Dysregulation of water homeostasis induces cerebral edema. Edema is a major cause of morbidity and mortality following traumatic brain injury (TBI). Aquaporin-1 (AQP-1), a water channel found in the brain, can function as a transporter for CO2 across the cellular membrane. Additionally, AQP-1's promoter contains a glucocorticoid response element. Thus, AQP-1 may be involved with edema-related brain injury and might be modulated by external conditions such as the pH and the presence of steroids. In this study, the authors investigated the hypotheses that: 1) AQP-1 participates in brain water homeostasis following TBI; 2) secondary injury (for example, acidosis) alters the expression of AQP-1 and exacerbates cerebral edema; and 3) corticosteroids augment brain AQP-1 expression and differentially affect cerebral edema under nonacidotic and acidotic conditions.


Anesthetized Sprague-Dawley rats were subjected to moderate to severe TBI (2.5–3.5 atm) or surgery without injury, and they were randomized to receive a 3-mg/kg bolus of intravenous dexamethasone within 10 minutes after injury or surgery, a 3-mg/kg bolus of dexamethasone followed by 1-mg/kg maintenance doses every 8 hours for 24 hours, or saline boluses at similar time intervals. A second group of animals was subjected to respiratory acidosis with target arterial blood pH 6.8–7.2 for 1 hour following the surgery or injury. To evaluate selective blockage of AQP-1, some animals received a single intraperitoneal dose of HgCl2 (0.3–30.0 mmol/L) within 30 minutes of injury or surgery. At 4 or 24 hours postinjury, animals were killed and their brains were harvested for mRNA, protein, or water content analyses.
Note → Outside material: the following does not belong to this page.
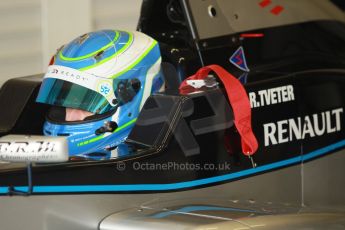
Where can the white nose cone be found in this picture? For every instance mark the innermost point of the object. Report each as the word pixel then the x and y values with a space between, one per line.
pixel 42 149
The authors demonstrated elevated cerebral edema levels at 4 and 24 hours following TBI. Dexamethasone administration within 1 hour of TBI attenuated the cerebral edema under nonacidotic conditions but worsened it under acidotic conditions. Selective blockage of AQP-1 channels with HgCl2 attenuated the edematous effects of corticosteroids and acidosis. Reverse transcriptase polymerase chain reaction and immunohistochemical analyses demonstrated a paucity of AQP-1 in the cerebral cortices of the uninjured animals. In contrast, AQP-1 mRNA and protein levels were higher in the cerebral cortices of animals that sustained a TBI.


These findings implicate an important, modifiable role for AQP-1 in water homeostasis within the CNS following TBI.